This summer marks the 40th anniversary of the great fires in the Everglades. For weeks, flames scorched 500,000 acres there, and waves of smoke swelled over south Florida from the Keys to north of Palm Beach. Ten miles from the coast salt water intruded into Miami's primary water supply. The Washington Post headline said "Drought-Ravaged South Florida Faces an Environmental Disaster."
More than any other event, these fires drove home to Floridians that something was wrong. They were the catalyst for a four-decade effort to protect the Everglades and, more broadly, Florida's land and water.
This anniversary of the fires was celebrated in Tallahassee by legislative and budget decisions which will virtually wipe away those protections and return us to pre-1971 Florida.
Some of the most destructive features are:
Everglades' restoration: The first steps toward restoring the Everglades to as much like its natural state as possible began in 1972 when the first state land and water management laws were enacted and a major land acquisition program funded. In 1983 the state launched the Save Our Everglades initiative. However, it was in 2000 when the federal government joined in a 50/50 marriage with the state that Everglades' restoration took off. Now I fear that marriage is doomed.
Legislation at this session has gutted the laws that have protected the Everglades since the early 1970s. Other legislation restricts the capability of the South Florida Water Management District to be the state's representative in the marriage by shifting decision-making from independent appointed citizens to the Legislature and cutting the district's budget by 25 percent. The specific budget for Everglades' restoration has dropped from $200 million in 2007-2008 to $30 million in the 2012 budget. If Florida is so indifferent, how can we expect a member of Congress from far way to continue spending $200 million a year from a deficit-plagued federal budget? How close are we to the divorce court?
Concurrency has been the means by which projects such as large residential developments and shopping malls, which will impose special burdens for roads, water, sewers and schools on the region in which they are located, will pay a portion of the cost to relieve these burdens. While the local government in which the project is located can require such assessments, the protection that had been afforded to surrounding communities is significantly limited.
Even though Florida is a state where more than 1.5 million homes are now vacant and there is an unprecedented oversupply of commercial, office and industrial properties, another enactment of the Legislature will trash the current requirement that developers show a need for the proposed project and that it is financially feasible.

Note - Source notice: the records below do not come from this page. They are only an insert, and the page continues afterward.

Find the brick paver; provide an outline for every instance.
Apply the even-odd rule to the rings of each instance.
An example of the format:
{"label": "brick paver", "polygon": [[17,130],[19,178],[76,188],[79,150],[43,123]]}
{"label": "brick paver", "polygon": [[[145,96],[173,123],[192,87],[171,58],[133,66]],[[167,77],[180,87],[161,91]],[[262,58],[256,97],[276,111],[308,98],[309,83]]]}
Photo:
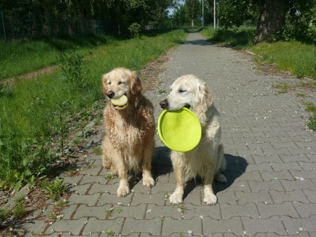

With regular gas selling for more than $4 in many places in Florida, the Legislature has removed the requirement that new developments be energy efficient.
Citizens beware. The rights of citizens to participate in the process of land and water management are dramatically reduced. Currently the citizen is on notice that twice-a-year changes to the local plan can be considered. Under this legislation alterations can be considered at any meeting. Stunningly, the legislation goes further and prohibits local governments from submitting key planning issues to the people through a referendum.
While all state review of large scale proposals is reduced, in the following instances no state planning oversight is allowed — mining, industrial, hotel/motel and movie theaters — because they have been taken from the list of potential developments of regional impact. This is the result of the most influential lobbyists in Tallahassee.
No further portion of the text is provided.